The IMF said Tuesday that the Greek debt could rise to 200 per cent of GDP in two years and that Greece needs debt relief going "far beyond what Europe has been willing to consider so far."

Germany says an outright debt cut would be illegal under European law and argues that there's only limited room for manoeuvre on lesser forms of debt relief. Finance Ministry spokesman Martin Jaeger says that the European approach of making countries' debt sustainable by getting budgets in shape has worked well elsewhere.

He says Germany still believes that approach can work in Greece with the help of economic reforms and a privatisation fund.

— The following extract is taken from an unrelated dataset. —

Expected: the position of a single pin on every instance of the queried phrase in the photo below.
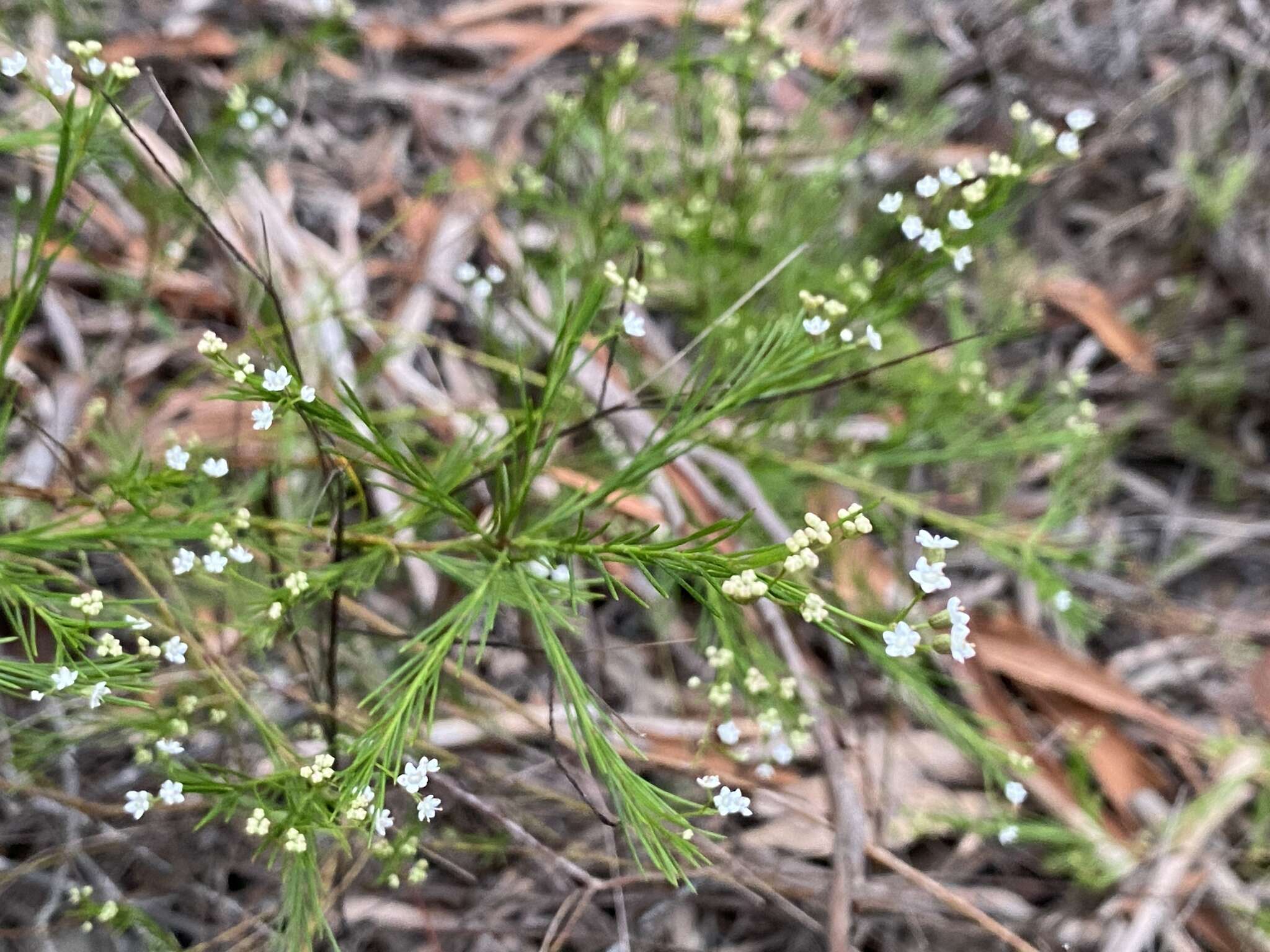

The European Commission says there are "serious concerns" about the sustainability of Greece's debt load amid a worsening in its economy.

The Commission says in a report that its main forecasts are for debt to reach 165 per cent of GDP in 2020, 150 per cent in 2022 and 111 per cent in 2030.

In an 'adverse' scenario, in which the economy does worse than expected, the debt load would hit a massive 187 per cent, 176 per cent and 142 per cent, respectively.

The left-wing government of Prime Minister Alexis Tsipras took office in January. The Commission says that since the end of last year, there was a "very significant weakening of commitment to reforms and backtracking on previous reforms" which quickly led to a "significant deterioration of debt sustainability."

The Commission has cut its growth estimates and expects up to a 4 per cent contraction in Greece's economy this year, compared with a 0.5 per cent rise predicted early this year.

Greece's Alternate Finance Minister Nadia Valavani has resigned from government in protest over the austerity measures the country is asked to implement in exchange for a bailout.

Arriving in Parliament, Valavani said she was not going to vote in favour of the agreement, and that this meant she could not stay on as part of the government.

Earlier, Greece's finance ministry released a letter she had sent to the prime minister on Monday morning, saying that if he returned from Brussels having made commitments for harsh austerity measures she would be unable to continue as a member of the government.

Prime Minister Alexis Tsipras agreed to a deal Monday morning under which Greece must pass through parliament harsh austerity measures his left-wing government had long battled against in return for the start of negotiations on a third bailout of about €85 billion.

The European Commission is proposing to give Greece €7 billion in loans from a special fund overseen by all 28 EU nations so it can meet debts due in coming days.

The loan would be made pending the start of a full bailout programme agreed on between the 19 eurozone leaders on Monday.

Since Greece needs to meet debt payments as soon as next week, eurozone nations have been looking for a way to give it a first, quick loan. They are considering tapping a fund, the EFSM, which is backed by all 28 countries in the EU. The problem is that non-euro nation Britain does not want to help pay for Greece, which it considers a eurozone issue.

EU Commissioner Valdis Dombrovskis says that dipping into the EFSM "is not an easy option" but says there are no other obvious options. Once the full bailout package is operational, the initial loan could be repaid with money from the new programme. Domvrovskis adds that the Commission is looking for guarantees to protect non-euro nations on such a loan.